ALİ MUHİTTİN HACI BEKİR
Yeni Melek Sineması’nın sokağının başında bulunan Şekerci “Ali Muhittin Hacı Bekir” 1777 yılında kurulmuş, ülkenin en eski özel kuruluşuydu ve şekercilik ekolü sembolüydü. Türkiye’de 16. yüzyılda başlayan şekerleme üretiminde tatlandırıcı olarak bal, pekmez ve su; bağlayıcı, doku yapıcı olarak da un kullanılırken, 18. yüzyıl sonlarında Avrupa’da kurulan rafinerilerde üretilen şekerin (o günlerin ismiyle ‘’Kelle Şekeri”) Türkiye’ye gelmesiyle, Hacı Bekir bu şekeri havanlarda dövüp eritmiş; gül, tarçın gibi doğal aroma ve boyalarla pişirip akide şekeri üretimini geliştirmişti.
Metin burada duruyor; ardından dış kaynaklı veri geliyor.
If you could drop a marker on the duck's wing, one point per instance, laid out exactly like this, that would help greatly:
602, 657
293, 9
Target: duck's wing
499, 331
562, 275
Ayrıca 1811’de bir Alman bilgini tarafından bulunan nişastayı un yerine kullanarak, şeker ve nişasta “terkibi” ile bugünkü nefasetteki lokum üretimini gerçekleştirmişti.
LOKUMLAR
Bundan başka sallama kazanlarda yapılan badem şekeri, haşlanmış bademlerin soyulup havanlarda dövülerek şeker ve şeker şerbeti ile yoğrulup biçim verilen çeşitli badem ezmeleri Hacı Bekir’e haklı ilgi ve şöhreti kazandırmıştı. Hacı Bekir’in, yoldan biraz yüksek vitrininde Antep fıstıklı, sade, kakaolu tahin helvaları sıra sıra durur; Hindistan cevizli, fındıklı, güllü, lokumlar çekmeceden çıkartılıp karton kutulara dizim dizim dizilirdi. Paketi kâğıda itinayla sarıp, süslü püslü iple bağlarlardı. Paket ağırca olursa, kolay taşınması için bir de tutacak takılır, bağ yerine amblemlerinin bulunduğu yapışkanlı marka yapıştırılırdı.Tarçınlı, susamlı, limonlu, güllü ya da peynir şekerli renk renk akidelerden almadan geçmek bir “nefis mücadelesiydi”. Dükkânın, sinemaya giden yan sokağına bakan vitrininde ise, renkli yaldız kâğıdına sarılı çikolatalar tepsilere dizili biçimde sergilenir, bu çikolatalar “misafir çikolatası” olarak da anılırdı. Diyeceğim o ki, Beyoğlu o döneminde başkaydı. Daha sokak kadını olmamıştı, kimseye bulaşmazdı. Ve de o günlerinde, kimseyi kimseye bulaştırmadı.